Toprağın yaşamın temeli olduğunu belirten Öztürk, TEMA Vakfı'nın kurulduğu günden bu yana, başta toprak olmak üzere tüm doğal varlıkları korumak için çalışmalar gerçekleştirdiğini ifade etti.
Öztürk, bu yıl "sağlıklı kentler için sağlıklı topraklar" temasıyla kutlanan Dünya Toprak Günü'nde faaliyetler gerçekleştireceklerini söyledi.
Gıdaların yüzde 95'inin topraktan geldiğini aktaran Öztürk, toprağın insan sağlığı açısından da kritik öneme sahip olduğunu, artan nüfusun gıda ihtiyacını karşılayabilmenin ancak toprakların korunmasıyla mümkün olacağını belirtti.
![]()
"642 MİLYON TON TOPRAK EROZYONA UĞRUYOR"
Öztürk, bugün halen toprak bozulumu nedenlerinin başında erozyon geldiğini belirterek, şöyle devam etti:
"Dünyada her yıl yaklaşık 75 milyar ton toprak, Türkiye'de ise her yıl 642 milyon ton toprağımız erozyona uğruyor. Dünya Toprak Günü bu yıl tüm dünyada 'sağlıklı kentler için sağlıklı topraklar' temasıyla kutlanacak. Toprağın 1 santimetresinin oluşması için yaklaşık 500 yıl gerekirken, ülkemizde her 16 yılda 1 santimetre toprak kaybediliyor. Oysa okyanuslardan sonraki en büyük karbon yutağı olarak toprak, iklim krizi ile mücadelenin de önemli bir aktörüdür. Toprağımız varsa ormanımız, tarımımız, meralarımız ve hayvancılığımız var. Toprak varsa yaşam var. Bütün dünyadaki canlıların yaşamları toprağa bağlı. Toprak varsa canlılar var, toprak varsa insan var."
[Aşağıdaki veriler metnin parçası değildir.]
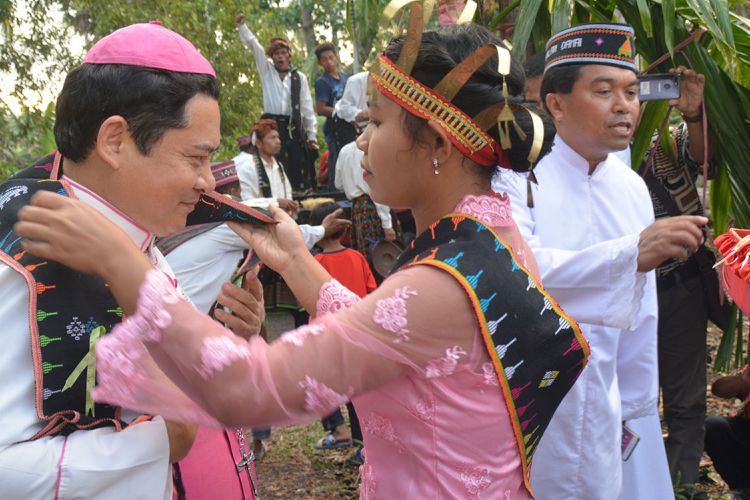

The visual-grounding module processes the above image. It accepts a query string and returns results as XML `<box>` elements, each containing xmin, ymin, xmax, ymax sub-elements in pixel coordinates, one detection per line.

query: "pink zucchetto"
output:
<box><xmin>83</xmin><ymin>21</ymin><xmax>216</xmax><ymax>77</ymax></box>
Kentlerde yaşayan insanların iklim değişikliği nedeniyle karşı karşıya kaldıkları sorunlara baktıklarında çözümün merkezinde yine toprak olduğunu gördüklerini ifade eden Öztürk, sözlerini şöyle sürdürdü:
"Örneğin, kentlerin gıda güvenliği, kırsaldaki tarım topraklarının verimliliğinin korunmasına bağlı. Büyük kentlerin üzerinde oluşan ısı adalarını azaltmanın en etkili yolu ise kentlerdeki yeşil alanları artırmak. İklim değişikliğiyle birlikte kavurucu sıcaklıklar ve sıcaklığa bağlı ölümler artarken, bir ağacın gölgesi bile hayat kurtarıcı olabiliyor. Kısacası, iklim kriziyle mücadelenin temel unsuru toprak. O nedenle toprağı merkeze alan çözümler, sağlığımızı, yaşam kalitemizi ve gezegenin geleceğini koruyan çözümlerdir. Toprak varsa biz varız, toprağın korunması, yaşamın korunması demektir."
|
Yorumcuların dikkatine… • İmlası çok bozuk, • Büyük harfle yazılan, • Habere değil yorumculara yönelik, • Diğer kişilere hakaret niteliği taşıyan, • Argo, küfür ve ırkçı ifadeler içeren, • Bir iki kelimelik, konuyu zenginleştirmeyen, yorumlar KESİNLİKLE YAYIMLANMAYACAKTIR. |
Bunlar da ilginizi çekebilir...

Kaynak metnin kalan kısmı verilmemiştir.